Показалась колоссального роста жирная фигура в горохового цвета пальто нараспашку и в московского образца картузе с белым чехлом. Фигура шагала ногами как поленьями, опираясь на палку, и колыхала животом. Широкое красное лицо фигуры, обрамленное жиденькой полуседой бородкой, улыбалось во всю ширину. Справа его шел черноусый, с помятым лицом пожилой мужчина в кургузом сером пиджаке и малиновом галстуке и что-то нашептывал; слева шагал толстенький, коротенький, тоже уже не первой молодости человек на кривых ножках, с маленькими бачками на прыщавом лице. Он был в испанской фуражке, и на плечах его была накинута бурая, сильно потертая пальто-крылатка, по которой за границей всегда узнают русских. Коротенький человек тоже шевелил губами, что-то рассказывая.

– Который же льстец и который шут? – поинтересовался Николай Иванович.

– Шут в крылатке. Это актер, провинциальный комик, – отвечал доктор. – А на обязанности усача лежит только славить патрона. Вез наш Максим Дорофеич сюда в Биарриц и одну из своих дам сердца, но по дороге поссорился с ней и из Смоленска прогнал ее обратно в Москву.

Плеткин и его компания поравнялись с супругами и доктором.

– Прогуливаетесь? – встретил Плеткина доктор вопросом. – Ну, вот это и хорошо. А то сидеть и киснуть у себя дома вам просто на погибель. Дышите скорей морским-то воздухом, дышите, да уж не присаживайтесь на стулья-то, а гуляйте.

– Ладно, – проговорил Плеткин с одышкой и махнул ему рукой.

– Максим Дорофеич сейчас обыграл меня на круглом бильярде в кафе, – сообщил доктору льстец.

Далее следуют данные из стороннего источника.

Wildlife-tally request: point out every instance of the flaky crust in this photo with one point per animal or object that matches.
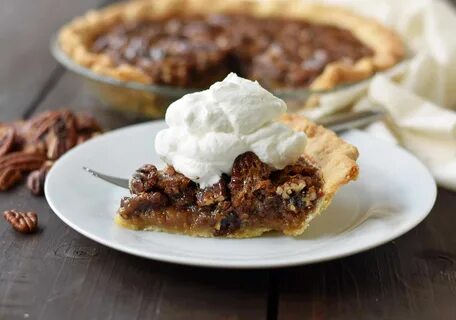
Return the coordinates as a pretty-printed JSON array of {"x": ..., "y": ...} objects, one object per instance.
[
  {"x": 75, "y": 37},
  {"x": 335, "y": 158}
]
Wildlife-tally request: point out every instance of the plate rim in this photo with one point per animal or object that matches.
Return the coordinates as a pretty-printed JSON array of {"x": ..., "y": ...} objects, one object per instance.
[{"x": 203, "y": 262}]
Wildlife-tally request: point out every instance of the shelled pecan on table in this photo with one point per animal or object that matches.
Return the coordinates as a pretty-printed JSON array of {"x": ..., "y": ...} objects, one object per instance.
[
  {"x": 24, "y": 222},
  {"x": 30, "y": 147}
]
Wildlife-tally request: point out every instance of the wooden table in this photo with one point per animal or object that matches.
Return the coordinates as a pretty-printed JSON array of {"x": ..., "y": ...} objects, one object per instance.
[{"x": 59, "y": 274}]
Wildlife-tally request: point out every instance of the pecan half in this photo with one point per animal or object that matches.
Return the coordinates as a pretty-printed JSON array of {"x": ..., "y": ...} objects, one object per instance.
[
  {"x": 9, "y": 177},
  {"x": 21, "y": 161},
  {"x": 24, "y": 222},
  {"x": 36, "y": 179},
  {"x": 40, "y": 125},
  {"x": 62, "y": 136},
  {"x": 86, "y": 123},
  {"x": 7, "y": 139}
]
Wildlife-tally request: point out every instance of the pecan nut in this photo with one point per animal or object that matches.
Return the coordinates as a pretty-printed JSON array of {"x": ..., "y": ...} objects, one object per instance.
[
  {"x": 24, "y": 222},
  {"x": 9, "y": 177},
  {"x": 86, "y": 123},
  {"x": 40, "y": 125},
  {"x": 21, "y": 161},
  {"x": 7, "y": 139},
  {"x": 36, "y": 179},
  {"x": 62, "y": 136}
]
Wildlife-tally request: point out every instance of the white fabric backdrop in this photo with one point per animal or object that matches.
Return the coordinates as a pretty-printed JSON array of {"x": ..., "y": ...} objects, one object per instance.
[{"x": 420, "y": 94}]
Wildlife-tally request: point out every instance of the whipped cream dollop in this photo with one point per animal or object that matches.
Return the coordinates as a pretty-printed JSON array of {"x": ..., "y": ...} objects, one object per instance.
[{"x": 209, "y": 129}]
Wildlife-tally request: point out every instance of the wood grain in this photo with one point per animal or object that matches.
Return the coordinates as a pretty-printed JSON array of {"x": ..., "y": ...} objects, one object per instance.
[
  {"x": 26, "y": 67},
  {"x": 412, "y": 277},
  {"x": 81, "y": 279}
]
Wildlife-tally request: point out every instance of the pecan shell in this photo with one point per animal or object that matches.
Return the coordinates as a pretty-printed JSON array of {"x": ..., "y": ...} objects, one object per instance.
[
  {"x": 24, "y": 222},
  {"x": 9, "y": 177},
  {"x": 7, "y": 139}
]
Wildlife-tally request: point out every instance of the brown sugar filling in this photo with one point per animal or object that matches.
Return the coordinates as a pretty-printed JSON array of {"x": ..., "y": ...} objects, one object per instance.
[
  {"x": 255, "y": 196},
  {"x": 196, "y": 51}
]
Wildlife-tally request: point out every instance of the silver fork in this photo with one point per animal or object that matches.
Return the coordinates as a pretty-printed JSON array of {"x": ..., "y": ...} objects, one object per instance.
[{"x": 336, "y": 123}]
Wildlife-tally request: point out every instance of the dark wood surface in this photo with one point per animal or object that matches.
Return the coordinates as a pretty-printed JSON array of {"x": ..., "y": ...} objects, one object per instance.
[{"x": 59, "y": 274}]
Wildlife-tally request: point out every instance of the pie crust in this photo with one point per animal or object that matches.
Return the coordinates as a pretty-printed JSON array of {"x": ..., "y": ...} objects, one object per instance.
[
  {"x": 388, "y": 49},
  {"x": 334, "y": 159}
]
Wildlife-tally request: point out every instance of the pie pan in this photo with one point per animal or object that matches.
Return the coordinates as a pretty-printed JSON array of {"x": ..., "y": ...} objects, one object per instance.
[{"x": 152, "y": 100}]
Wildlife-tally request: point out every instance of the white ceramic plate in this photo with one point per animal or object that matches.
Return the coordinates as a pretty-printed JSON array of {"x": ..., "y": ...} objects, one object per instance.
[{"x": 392, "y": 195}]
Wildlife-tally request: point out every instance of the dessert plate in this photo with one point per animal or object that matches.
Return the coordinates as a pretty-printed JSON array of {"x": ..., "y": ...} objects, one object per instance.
[{"x": 393, "y": 194}]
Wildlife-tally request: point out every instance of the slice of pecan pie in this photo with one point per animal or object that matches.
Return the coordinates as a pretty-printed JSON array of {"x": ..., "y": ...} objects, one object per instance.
[{"x": 254, "y": 199}]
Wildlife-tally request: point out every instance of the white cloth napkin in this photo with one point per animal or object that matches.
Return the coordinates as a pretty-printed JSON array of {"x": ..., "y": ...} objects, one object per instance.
[{"x": 420, "y": 94}]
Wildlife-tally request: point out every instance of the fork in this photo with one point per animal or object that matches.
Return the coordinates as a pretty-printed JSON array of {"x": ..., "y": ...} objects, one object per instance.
[{"x": 337, "y": 123}]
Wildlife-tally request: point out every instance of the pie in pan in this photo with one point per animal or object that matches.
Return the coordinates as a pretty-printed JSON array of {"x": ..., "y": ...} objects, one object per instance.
[
  {"x": 192, "y": 43},
  {"x": 254, "y": 199}
]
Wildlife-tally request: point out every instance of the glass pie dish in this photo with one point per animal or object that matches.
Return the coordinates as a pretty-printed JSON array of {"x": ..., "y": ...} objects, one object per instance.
[
  {"x": 298, "y": 53},
  {"x": 152, "y": 100}
]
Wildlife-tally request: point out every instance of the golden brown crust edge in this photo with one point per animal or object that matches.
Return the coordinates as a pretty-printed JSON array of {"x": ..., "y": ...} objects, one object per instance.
[
  {"x": 388, "y": 48},
  {"x": 335, "y": 158}
]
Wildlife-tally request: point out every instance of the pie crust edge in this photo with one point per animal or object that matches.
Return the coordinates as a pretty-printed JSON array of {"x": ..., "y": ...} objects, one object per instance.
[
  {"x": 388, "y": 48},
  {"x": 335, "y": 158}
]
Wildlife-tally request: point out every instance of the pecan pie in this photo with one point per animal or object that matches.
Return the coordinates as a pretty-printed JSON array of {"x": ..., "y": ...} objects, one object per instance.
[
  {"x": 193, "y": 43},
  {"x": 254, "y": 199}
]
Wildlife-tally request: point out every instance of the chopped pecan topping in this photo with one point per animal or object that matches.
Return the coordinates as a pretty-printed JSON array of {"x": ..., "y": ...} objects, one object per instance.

– Нарочно поддался, так как же не обыграть, – пробормотал Плеткин и отдулся.

– Нет, ведь на круглом бильярде я не мастак играть, – оправдывался льстец.

– И бильярд хорошо для моциона, – сказал доктор. – Но морской воздух куда лучше. Двигайтесь, двигайтесь. Хорошенько двигайтесь теперь.

– Сейчас шар полетит. Максим Дорофеич заказал итальянцу воздушный шар пустить, – сообщил доктору шут.

– Ну что ж, посмотрим и мы на шар. Не стойте, не стойте на одном месте. Двигайтесь. Господа, не давайте садиться Максиму Дорофеичу, – обратился доктор к шуту и льстецу и кивнул Плеткину, прибавив: – А я к вам сейчас вернусь.

Плеткин и его спутники зашагали.

– Какой это такой шар он заказал? – спросил доктора Николай Иванович.

– Большой бумажный шар, наполняемый гретым воздухом. Тут на Плаже каждый день перед обедом появляется бродячий итальянец-фокусник. Он и фокусы ручные желающим показывает, он и шары пускает. Чтобы пустить шар, он берет пять франков. Иногда эти пять франков подносят итальянцу гуляющие по Плажу вскладчину, а иногда этот шар заказывает кто-нибудь один из щедрых. Вот сегодня наш Плеткин и заказал шар, – пояснил доктор и стал откланиваться супругам Ивановым, чтобы идти к Плеткину. – Надеюсь, вечером встретимся в казино? – спросил он.

– Да уж надо, надо побывать, – отвечал Николай Иванович. – Посмотрим, что за казино такой.

– Интересного мало, кто в баккара не играет, но все бывают.

Доктор поклонился, и супруги Ивановы расстались с ним.